To, że mnie zamurowało i szczena opadła to mało powiedziane. Żadne z dzieciaków nie miało nigdy nadwagi, nawet lekkiej. Brnęłam jednak dalej.
j-Ale dlaczego? Przecież szczypiorek z ciebie, poza tym dziewczynki w twoim wieku jeszcze nie powinny się odchudzać.
M- Oj ty nie rozumiesz! Z dziewczynami z klasy się wszystkie odchudzamy i te z grupy nam pomagają!
j- Jakiej grupy?

Udało mi się nakłonić młodą, żeby przedstawiła mi ową cudowną "grupę fitness". Odpaliła komputer, włączyła facebooka i pokazała prywatną grupę z NAZWĄ W STYLU "hot chude, stawiamy na wysportowane ciało! wyzwanie 60 dni, max. 15 lat!!" Chyba łatwo się domyślić jaka była zawartość; wymalowane trzynastolatki, chwalące się "wysportowanym ciałem" jak wieszak. Nie to było jednak najgorsze; najgorsze były posty w stylu "Dzisiaj dzień 7. Tym razem przez cały tydzień nie jemy mięsa! Pamiętajcie, jogurt (niekaloryczny!!) rano i wieczorem + woda niegazowana! Powodzenia i buziaczki, wrzucajcie zdjęcia efektów naszej ciężkiej pracy! :*" i tak dalej w ten deseń.

Zasada prosta, w ciągu 60 dni dziewczyny rezygnowały z różnych, ich zdaniem tuczących produktów spożywczych, zamiast tego stawiały na jedzenie jogurtów, picie wody lub ewentualnie całkowite głodzenie się. Żałuję tylko, że nie udało mi się jakimś sposobem zrobić screenshota albo chociaż zapamiętać dokładnej nazwy; próbowałam wyszukiwać u siebie ale nie trafiłam konkretnie na tę grupę. Poprosiłam więc młodą, żeby zaprosiła mnie do grupy, bo "z chęcią poćwiczę z nimi". Nie zaprosiła. ("Przecież to nie fair, bo masz więcej niż 15 lat!").

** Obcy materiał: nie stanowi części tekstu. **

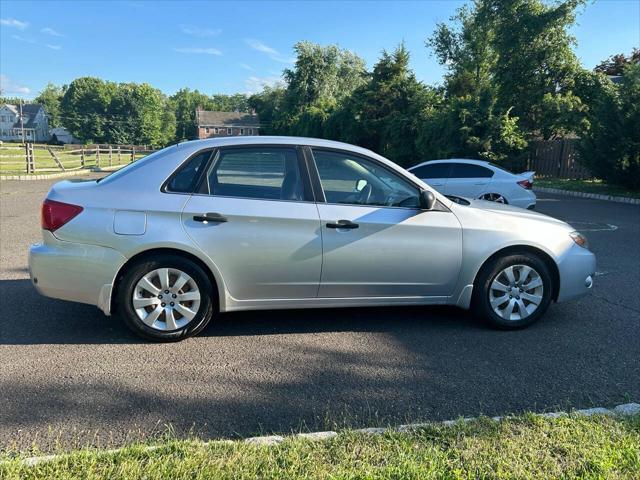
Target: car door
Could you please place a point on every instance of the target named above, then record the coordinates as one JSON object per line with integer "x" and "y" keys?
{"x": 377, "y": 242}
{"x": 468, "y": 180}
{"x": 254, "y": 217}
{"x": 435, "y": 175}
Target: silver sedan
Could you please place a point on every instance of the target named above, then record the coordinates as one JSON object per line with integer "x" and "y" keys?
{"x": 254, "y": 223}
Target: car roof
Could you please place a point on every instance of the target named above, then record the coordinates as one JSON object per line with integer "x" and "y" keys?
{"x": 275, "y": 140}
{"x": 470, "y": 161}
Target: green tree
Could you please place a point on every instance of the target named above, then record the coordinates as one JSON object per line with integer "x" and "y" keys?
{"x": 615, "y": 64}
{"x": 321, "y": 79}
{"x": 609, "y": 142}
{"x": 85, "y": 108}
{"x": 51, "y": 97}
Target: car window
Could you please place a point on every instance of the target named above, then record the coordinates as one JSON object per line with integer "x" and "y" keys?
{"x": 354, "y": 180}
{"x": 435, "y": 170}
{"x": 468, "y": 170}
{"x": 186, "y": 177}
{"x": 270, "y": 173}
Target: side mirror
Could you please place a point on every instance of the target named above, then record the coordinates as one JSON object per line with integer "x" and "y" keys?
{"x": 427, "y": 200}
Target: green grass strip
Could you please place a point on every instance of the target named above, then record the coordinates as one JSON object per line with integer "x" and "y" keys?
{"x": 524, "y": 447}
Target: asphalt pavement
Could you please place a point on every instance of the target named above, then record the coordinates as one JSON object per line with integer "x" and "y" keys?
{"x": 71, "y": 376}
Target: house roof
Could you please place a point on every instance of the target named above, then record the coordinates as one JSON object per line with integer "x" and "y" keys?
{"x": 227, "y": 119}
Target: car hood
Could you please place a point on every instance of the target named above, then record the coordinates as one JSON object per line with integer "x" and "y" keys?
{"x": 513, "y": 212}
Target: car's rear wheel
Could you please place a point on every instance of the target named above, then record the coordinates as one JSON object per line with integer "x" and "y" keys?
{"x": 513, "y": 291}
{"x": 166, "y": 298}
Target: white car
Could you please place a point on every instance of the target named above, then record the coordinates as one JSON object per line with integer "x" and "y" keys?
{"x": 478, "y": 179}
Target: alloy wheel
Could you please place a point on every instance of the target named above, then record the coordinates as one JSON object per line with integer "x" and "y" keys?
{"x": 166, "y": 299}
{"x": 516, "y": 292}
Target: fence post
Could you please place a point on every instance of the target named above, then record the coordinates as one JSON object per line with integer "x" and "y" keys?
{"x": 26, "y": 157}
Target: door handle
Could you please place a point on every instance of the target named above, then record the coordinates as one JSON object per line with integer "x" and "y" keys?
{"x": 210, "y": 217}
{"x": 348, "y": 224}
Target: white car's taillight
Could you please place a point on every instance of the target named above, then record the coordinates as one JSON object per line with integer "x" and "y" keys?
{"x": 56, "y": 214}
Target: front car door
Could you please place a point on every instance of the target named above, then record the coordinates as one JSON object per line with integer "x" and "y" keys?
{"x": 468, "y": 180}
{"x": 377, "y": 242}
{"x": 254, "y": 217}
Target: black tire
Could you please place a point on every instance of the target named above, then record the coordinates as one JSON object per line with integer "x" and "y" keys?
{"x": 481, "y": 291}
{"x": 133, "y": 275}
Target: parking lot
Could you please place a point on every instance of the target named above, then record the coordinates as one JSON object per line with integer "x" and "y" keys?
{"x": 69, "y": 374}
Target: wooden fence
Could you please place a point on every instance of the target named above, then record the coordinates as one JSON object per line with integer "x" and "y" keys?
{"x": 556, "y": 158}
{"x": 38, "y": 158}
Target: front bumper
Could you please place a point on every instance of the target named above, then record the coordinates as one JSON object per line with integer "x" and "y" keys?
{"x": 74, "y": 271}
{"x": 577, "y": 271}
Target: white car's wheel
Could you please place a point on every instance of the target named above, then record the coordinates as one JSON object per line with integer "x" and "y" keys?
{"x": 513, "y": 291}
{"x": 166, "y": 298}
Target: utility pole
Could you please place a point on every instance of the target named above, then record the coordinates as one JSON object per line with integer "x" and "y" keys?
{"x": 22, "y": 123}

Po powrocie wujka opisałam mu całą sytuację; przyznał, że zobaczył, że Monia blado wygląda ale myślał, że po prostu grypa ją łapie, w końcu taka pogoda. I z ręką na sercu przysięgał, że talerz po zjedzeniu oddawała pusty (też mnie ciekawi gdzie to wyrzucała). Dziś poszedł do szkoły, zgłosić wychowawczyni całą sytuację. Zastanawia mnie jeszcze, że nikt w szkole nie zauważył jak na stołówce grupa dziewczynek nie zjada obiadów i dzieciaki, które należały do tamtej grupy i ślepo wierzyły innym rówieśnikom. Sporo ich było. Nie wiem czy nie da się NIE ZAUWAŻYĆ, że dziecko wygląda jak szkapa.

szkoła podstawowa

Skomentuj (42) Pobierz ten tekst w formie obrazka
Ocena: 607 (695)

Komentarze

Momencik, trwa ładowanie komentarzy   ładowanie…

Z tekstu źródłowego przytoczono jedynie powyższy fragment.